O’Connor ready to roar Gunners to final win

Ballygunner GAA club means so much to so many people, not just to those in the village itself, but to the county as a whole and even further afield as well.
O’Connor ready to roar Gunners to final win

Seamus O'Connor, who received a signed hurley from the Ballygunner team is pictured with his daughter Louise and his niece Catriona.

Ballygunner GAA club means so much to so many people, not just to those in the village itself, but to the county as a whole and even further afield as well.

On Sunday, January 18, the Ballygunner players and their faithful supporters will make the trip to Croke Park as they take on Galway’s Loughrea in the AIB All-Ireland Club Senior Hurling Championship final.

Having tasted success in 2022 with a famously dramatic victory - coming from two points behind in the dying embers of the final to beat Kilkenny's Ballyhale Shamrocks thanks to a goal from Harry Ruddle with the last puck of the game - Gunner will be going all out to once again get their hands on the Tommy Moore Cup.

One of the plethora of people eagerly awaiting the game is Seamus O’Connor, brother to Vinny and Marty, who were part of the three-in-a-row Ballygunner team that won the Waterford Senior Hurling Championship in 1966, '67 and '68.

Seamus has plenty of hurling pedigree himself and is one of the surviving hurlers who played on the Ballygunner side that won the minor final over 70 years ago, all the way back in 1954.

Seamus moved to Wales shortly afterwards, where he married his wife Pat, with whom he had three daughters, Elizabeth, Anne and Louise.

But despite his absence, Seamus never lost his love for Ballygunner hurling, always listening to the matches on WLR and reading the reports from the Waterford News and Star, which was regularly posted to him in Swansea by his ten brothers and sisters back home.

Seamus, now at the wonderful age of 87, recently made a visit home to Ballygunner in October, where he was joined by many members of his family on a night out at O’Sullivans on the Mall in Waterford.

It was on this night that the legendary Billy O’Sullivan agreed to arrange for the Ballygunner senior hurling team to sign a hurley and gift it to Seamus.

Catriona O’Connor-Rose, daughter of Vinny and niece of Seamus, was home with family in Ballygunner for Christmas, where she collected the signed hurley and stopped off in Swansea on her way home to deliver it to her proud uncle.

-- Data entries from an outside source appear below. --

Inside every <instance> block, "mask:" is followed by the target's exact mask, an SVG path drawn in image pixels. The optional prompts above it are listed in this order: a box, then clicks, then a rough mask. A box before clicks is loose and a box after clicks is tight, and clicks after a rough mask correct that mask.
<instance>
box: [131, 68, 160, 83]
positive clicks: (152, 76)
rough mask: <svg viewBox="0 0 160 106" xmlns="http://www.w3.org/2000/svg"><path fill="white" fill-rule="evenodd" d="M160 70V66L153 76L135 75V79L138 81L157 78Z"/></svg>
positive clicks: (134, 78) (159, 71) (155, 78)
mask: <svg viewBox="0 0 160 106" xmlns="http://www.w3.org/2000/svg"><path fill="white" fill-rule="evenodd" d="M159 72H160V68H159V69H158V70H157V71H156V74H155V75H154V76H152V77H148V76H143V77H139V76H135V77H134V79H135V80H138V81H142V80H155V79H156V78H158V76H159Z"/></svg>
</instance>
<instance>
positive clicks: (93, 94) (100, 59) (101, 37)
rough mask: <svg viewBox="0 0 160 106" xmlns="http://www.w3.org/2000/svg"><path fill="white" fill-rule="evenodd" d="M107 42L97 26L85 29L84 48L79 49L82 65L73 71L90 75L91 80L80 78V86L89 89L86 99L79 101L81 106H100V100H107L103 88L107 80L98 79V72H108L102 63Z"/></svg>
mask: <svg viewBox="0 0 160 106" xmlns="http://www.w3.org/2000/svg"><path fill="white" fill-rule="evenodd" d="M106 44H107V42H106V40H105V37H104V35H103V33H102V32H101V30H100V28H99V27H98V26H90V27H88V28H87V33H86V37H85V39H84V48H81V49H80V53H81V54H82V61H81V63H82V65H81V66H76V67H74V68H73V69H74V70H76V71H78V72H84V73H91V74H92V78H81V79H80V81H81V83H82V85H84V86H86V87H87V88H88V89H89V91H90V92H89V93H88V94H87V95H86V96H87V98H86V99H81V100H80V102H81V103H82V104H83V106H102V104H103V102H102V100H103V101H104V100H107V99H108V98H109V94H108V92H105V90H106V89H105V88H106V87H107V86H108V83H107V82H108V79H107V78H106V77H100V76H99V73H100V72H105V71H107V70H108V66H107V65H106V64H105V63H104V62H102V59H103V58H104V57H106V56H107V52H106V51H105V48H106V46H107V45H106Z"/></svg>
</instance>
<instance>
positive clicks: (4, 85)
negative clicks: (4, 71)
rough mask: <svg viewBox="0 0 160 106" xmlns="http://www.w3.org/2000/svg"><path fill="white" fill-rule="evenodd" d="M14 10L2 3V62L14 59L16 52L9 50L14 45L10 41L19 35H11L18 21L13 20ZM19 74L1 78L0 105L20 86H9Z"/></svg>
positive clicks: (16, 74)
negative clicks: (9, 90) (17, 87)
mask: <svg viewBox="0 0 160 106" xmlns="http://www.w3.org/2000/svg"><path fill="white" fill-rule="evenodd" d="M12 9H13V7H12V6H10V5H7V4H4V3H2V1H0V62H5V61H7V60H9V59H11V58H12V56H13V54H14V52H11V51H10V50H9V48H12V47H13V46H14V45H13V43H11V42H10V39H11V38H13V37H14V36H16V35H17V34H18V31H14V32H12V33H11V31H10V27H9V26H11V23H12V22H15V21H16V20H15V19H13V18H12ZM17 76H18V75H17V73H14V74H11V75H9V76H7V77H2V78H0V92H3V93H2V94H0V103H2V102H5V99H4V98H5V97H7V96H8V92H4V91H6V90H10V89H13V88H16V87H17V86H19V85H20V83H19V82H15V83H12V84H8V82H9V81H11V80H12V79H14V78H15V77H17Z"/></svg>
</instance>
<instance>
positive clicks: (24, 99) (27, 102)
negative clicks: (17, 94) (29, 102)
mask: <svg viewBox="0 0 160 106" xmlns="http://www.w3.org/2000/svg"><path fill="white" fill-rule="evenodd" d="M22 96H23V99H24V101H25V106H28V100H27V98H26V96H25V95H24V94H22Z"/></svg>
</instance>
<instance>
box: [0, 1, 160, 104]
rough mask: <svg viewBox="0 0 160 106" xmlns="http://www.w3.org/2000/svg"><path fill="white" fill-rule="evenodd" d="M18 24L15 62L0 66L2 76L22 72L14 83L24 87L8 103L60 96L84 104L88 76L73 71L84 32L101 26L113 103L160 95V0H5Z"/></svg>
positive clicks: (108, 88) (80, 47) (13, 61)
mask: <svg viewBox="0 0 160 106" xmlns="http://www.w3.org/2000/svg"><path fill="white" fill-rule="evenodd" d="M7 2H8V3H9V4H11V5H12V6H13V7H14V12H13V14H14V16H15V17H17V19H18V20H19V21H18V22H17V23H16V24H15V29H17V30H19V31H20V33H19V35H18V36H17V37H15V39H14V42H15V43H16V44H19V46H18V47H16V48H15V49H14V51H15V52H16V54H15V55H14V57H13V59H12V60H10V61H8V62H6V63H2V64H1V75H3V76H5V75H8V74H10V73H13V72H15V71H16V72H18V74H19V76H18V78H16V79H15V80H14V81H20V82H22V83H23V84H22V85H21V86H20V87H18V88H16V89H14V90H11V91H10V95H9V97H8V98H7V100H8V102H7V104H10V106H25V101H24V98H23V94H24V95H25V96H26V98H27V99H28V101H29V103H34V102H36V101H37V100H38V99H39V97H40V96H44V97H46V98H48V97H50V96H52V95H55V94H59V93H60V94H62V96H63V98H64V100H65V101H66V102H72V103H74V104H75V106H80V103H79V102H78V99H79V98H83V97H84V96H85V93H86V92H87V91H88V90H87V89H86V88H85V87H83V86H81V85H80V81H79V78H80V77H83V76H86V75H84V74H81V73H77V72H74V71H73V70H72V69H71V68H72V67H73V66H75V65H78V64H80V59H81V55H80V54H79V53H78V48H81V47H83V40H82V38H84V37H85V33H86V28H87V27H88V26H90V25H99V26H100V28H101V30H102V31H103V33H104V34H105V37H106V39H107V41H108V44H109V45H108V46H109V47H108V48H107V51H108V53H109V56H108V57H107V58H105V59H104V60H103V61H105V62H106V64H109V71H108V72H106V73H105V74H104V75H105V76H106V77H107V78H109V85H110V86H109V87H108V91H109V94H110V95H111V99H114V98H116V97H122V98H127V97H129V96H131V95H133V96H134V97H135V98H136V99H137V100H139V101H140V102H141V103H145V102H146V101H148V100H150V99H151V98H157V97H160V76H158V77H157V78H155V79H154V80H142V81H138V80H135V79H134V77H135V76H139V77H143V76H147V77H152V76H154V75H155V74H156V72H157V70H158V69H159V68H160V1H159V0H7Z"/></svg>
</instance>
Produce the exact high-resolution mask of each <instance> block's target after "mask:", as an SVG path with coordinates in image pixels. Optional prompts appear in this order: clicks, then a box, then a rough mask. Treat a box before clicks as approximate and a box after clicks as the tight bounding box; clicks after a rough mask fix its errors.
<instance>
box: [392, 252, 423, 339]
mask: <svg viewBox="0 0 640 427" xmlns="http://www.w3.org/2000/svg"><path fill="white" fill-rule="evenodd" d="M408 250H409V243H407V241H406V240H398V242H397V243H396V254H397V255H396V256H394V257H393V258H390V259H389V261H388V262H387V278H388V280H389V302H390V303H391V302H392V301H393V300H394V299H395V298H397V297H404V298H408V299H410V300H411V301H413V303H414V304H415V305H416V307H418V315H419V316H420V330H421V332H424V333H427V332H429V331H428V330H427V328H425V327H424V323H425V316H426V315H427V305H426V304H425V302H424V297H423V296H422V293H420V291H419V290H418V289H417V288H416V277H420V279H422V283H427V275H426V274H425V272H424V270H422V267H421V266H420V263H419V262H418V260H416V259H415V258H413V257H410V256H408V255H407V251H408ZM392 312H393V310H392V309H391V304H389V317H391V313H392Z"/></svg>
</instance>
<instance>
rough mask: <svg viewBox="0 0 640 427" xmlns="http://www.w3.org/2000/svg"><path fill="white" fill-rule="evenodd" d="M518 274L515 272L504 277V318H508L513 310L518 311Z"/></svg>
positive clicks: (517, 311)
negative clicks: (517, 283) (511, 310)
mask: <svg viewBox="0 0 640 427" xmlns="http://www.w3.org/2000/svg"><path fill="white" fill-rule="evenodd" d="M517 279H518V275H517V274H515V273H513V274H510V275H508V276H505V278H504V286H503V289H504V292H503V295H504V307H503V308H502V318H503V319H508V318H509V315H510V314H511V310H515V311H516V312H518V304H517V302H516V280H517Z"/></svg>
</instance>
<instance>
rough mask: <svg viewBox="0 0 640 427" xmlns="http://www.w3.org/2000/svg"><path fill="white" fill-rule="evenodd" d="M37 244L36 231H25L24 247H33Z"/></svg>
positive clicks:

Seamus O'Connor, who received a signed hurley from the Ballygunner team, is pictured with his daughter Louise and his niece Catriona.
Seamus O'Connor, who received a signed hurley from the Ballygunner team, is pictured with his daughter Louise and his niece Catriona.

"Seamus was very happy to receive the Hurley, it now holds pride of place next to the winning sliotar from the last final," Catriona said.

"Seamus is a true Ballygunner hurling fan and believes Jimmy McGinn saved him in those early years by getting him involved in the Ballygunner hurling team, so he has a lot to be thankful for and will be very excited to watch the match on the 18th of January."

Billy O’Sullivan once said that "Ballygunner have never lost small parish mentality,” but the O'Connor family in Wales and a myriad more like them prove that this parish stretches well beyond the bounds of James McGinn Park.

Seamus, like so many around the world, will be waiting with bated breath to see if the Waterford champions can get over one final hurdle and beat Loughrea to reclaim the coveted Tommy Moore Cup.